I also did after-school sports all the time, and loved it. I was not one of the better athletes, and I was usually chosen towards the end, but not usually dead last, and I don’t think it was as much anguish as some people seem to remember. Maybe we were not the meanest kids. I also rode my bike everywhere. I did not consider myself athletic, because some people were so much better, and because I could not run distance or do the flexed-arm hang. I was above average on all of the other presidential fitness tests, but I only really thought about those two. I had no perspective.

When we did a full-on musical, Fiddler on the Roof, I did that too. I tried out for Hodel, but ended up as a villager. I did have a solo line in “Anatevka”. Actually, it was the opening line. I was not impressed enough with myself. I was the one who sang “A little bit of this.”

I never joined a sports club, not only because I did not think of myself as a good athlete, but also because it would have taken money. Also, through TAG I was always getting notices about Saturday Academy classes and Olympics of the Mind and things like that, but I never did those either.

So, once I got to junior high, the natural fit was drama. It did not cost any additional money, or require any athletic ability, and for reasons that I am not sure I understand, most of the smart kids did drama. There was no longer after-school sports, or recess. There was still gym, but every Friday was running laps, and it just kept getting less and less fun. (I was still riding my bike a lot though). Anyway, I took drama class and I did drama club after school.

I did sort of have this thing going on where I wanted to try and learn and know everything. One nice thing about the electives open to seventh graders was that there were two exploration ones. The Fine Arts exploration had one quarter each of foreign language, language arts, drama, and music, I think. In Applied Arts exploration, there was one quarter each of home economics, art and drafting, plastics and leather shop, and wood and metal shop. I was really horrible with wood, plastics, metal, and leather, but I still got to try a lot of different things. Junior high was where I started getting into foreign language, and it should have consolidated my drama aspirations, but it didn’t.

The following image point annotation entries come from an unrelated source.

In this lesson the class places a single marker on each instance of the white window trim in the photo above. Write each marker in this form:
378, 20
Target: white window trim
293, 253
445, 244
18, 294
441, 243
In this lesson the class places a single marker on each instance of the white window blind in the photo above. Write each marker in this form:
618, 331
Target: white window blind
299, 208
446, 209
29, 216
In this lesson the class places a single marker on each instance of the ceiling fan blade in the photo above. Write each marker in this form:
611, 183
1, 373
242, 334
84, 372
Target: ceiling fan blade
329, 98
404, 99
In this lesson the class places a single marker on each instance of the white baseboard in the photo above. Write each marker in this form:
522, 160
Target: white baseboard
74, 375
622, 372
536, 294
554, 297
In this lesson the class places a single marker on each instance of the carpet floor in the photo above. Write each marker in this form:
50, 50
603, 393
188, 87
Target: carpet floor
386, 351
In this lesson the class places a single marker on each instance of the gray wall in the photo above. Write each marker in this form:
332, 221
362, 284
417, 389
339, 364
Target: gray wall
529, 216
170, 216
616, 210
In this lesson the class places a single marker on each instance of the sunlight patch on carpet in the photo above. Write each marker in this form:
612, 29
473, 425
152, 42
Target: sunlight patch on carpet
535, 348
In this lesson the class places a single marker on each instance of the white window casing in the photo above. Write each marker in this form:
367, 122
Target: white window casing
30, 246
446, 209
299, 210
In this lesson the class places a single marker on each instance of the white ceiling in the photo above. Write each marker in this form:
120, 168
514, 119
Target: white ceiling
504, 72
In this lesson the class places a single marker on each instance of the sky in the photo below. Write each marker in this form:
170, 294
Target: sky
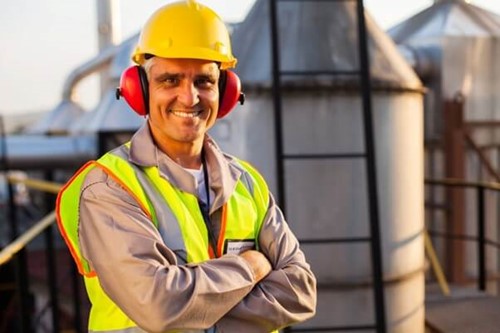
43, 41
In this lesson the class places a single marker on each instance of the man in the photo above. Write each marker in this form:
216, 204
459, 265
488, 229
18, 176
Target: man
170, 233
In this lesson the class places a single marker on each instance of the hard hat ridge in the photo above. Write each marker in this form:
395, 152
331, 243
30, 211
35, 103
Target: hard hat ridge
185, 29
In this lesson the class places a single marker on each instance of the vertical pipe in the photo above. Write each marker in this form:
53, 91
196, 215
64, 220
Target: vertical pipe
369, 139
276, 91
481, 231
51, 261
454, 154
108, 31
52, 278
20, 262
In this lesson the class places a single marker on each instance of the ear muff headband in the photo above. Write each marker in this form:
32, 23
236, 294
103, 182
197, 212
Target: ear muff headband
134, 88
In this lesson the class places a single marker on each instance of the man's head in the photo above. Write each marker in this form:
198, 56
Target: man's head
186, 30
181, 30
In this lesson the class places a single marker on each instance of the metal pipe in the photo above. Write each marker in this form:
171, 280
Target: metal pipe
103, 59
276, 91
108, 32
369, 140
481, 235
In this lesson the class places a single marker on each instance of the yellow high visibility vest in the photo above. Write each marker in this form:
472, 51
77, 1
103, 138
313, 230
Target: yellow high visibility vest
169, 209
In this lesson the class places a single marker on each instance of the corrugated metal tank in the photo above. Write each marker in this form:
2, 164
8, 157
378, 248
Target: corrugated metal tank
323, 115
459, 43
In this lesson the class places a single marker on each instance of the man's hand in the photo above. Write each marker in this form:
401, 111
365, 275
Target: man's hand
258, 262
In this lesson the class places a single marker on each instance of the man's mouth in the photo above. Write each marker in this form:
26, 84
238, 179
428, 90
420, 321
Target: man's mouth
186, 114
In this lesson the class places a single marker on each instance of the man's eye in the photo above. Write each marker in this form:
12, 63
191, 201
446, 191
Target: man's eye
170, 80
204, 82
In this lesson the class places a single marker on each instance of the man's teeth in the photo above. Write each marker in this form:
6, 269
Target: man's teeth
190, 114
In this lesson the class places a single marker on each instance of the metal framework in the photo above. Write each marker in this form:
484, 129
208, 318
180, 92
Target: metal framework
365, 91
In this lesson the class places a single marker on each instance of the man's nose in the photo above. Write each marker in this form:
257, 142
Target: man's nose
188, 94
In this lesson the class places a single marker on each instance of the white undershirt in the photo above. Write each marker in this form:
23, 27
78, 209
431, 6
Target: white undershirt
200, 183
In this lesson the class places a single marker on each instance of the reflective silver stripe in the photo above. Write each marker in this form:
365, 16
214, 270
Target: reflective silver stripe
138, 330
167, 223
123, 330
246, 178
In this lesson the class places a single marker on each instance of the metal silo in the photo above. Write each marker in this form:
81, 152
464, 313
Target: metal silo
454, 46
327, 199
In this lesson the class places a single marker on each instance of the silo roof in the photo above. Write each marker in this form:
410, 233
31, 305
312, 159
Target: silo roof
316, 36
447, 18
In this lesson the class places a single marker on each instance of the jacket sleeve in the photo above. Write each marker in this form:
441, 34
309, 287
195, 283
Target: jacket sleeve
287, 295
141, 275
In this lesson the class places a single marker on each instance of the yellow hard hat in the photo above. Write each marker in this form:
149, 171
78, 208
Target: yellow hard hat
185, 29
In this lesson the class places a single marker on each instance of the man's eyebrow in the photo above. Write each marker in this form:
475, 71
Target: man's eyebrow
208, 75
164, 76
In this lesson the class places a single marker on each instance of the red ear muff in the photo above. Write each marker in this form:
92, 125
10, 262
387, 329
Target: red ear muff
134, 89
230, 92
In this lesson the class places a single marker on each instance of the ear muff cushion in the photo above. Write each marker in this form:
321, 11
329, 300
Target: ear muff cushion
134, 89
229, 91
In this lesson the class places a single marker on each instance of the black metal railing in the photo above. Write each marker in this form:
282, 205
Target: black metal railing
481, 207
21, 313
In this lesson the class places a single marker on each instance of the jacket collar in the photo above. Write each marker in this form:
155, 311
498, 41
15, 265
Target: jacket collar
222, 173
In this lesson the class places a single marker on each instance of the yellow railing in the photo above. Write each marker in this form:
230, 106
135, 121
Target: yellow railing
20, 242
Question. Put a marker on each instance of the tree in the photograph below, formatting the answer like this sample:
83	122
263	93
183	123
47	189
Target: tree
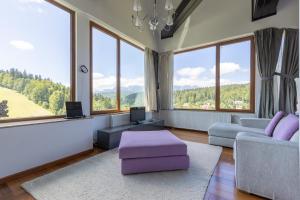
3	109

Recent events have caused me to feel somewhat better about the incident, and I may write about that later. For now, I think I did not realize how much it affected me. Tracing my weight gain, I think it started there. Initially I thought that was puberty, but technically I started that two years earlier. My sense of humor changed then, where I first remember cracking mean jokes at that age. Maybe when I got fed up with drama, that was a factor.

I do know the terms of my getting fed up, and that was something along the lines of “realizing” that I was never going to get any good parts, because they were always musicals and I couldn’t sing, and I wasn’t pretty and that was going to hurt me too.

This was not completely fair. Yes, there was always one big musical, but they did smaller non-musical things too, and lots of different people got interesting roles. Also, you can do a lot with small roles, and giving the whole thing up because you can’t be the star is really obnoxious and immature. I just know that I was dissatisfied with my life and wanted change. So I quit drama class and started beginning guitar, and quit drama club and joined yearbook staff.

Yearbook staff was fun, and I did learn some new things, like how to develop film. For beginning guitar, I was the guitarist in the band, so I figured I should learn.

Anyway, this is the background for the person that I was when I started high school, and picked my path through there. I did try a drama class again, and that is worth exploring. There is also more exploration to do in terms of athletics, academics, and music, and yes we will probably get into dating again. Obviously what’s important is what I do now, but I know the seeds of what I should do can be found in then.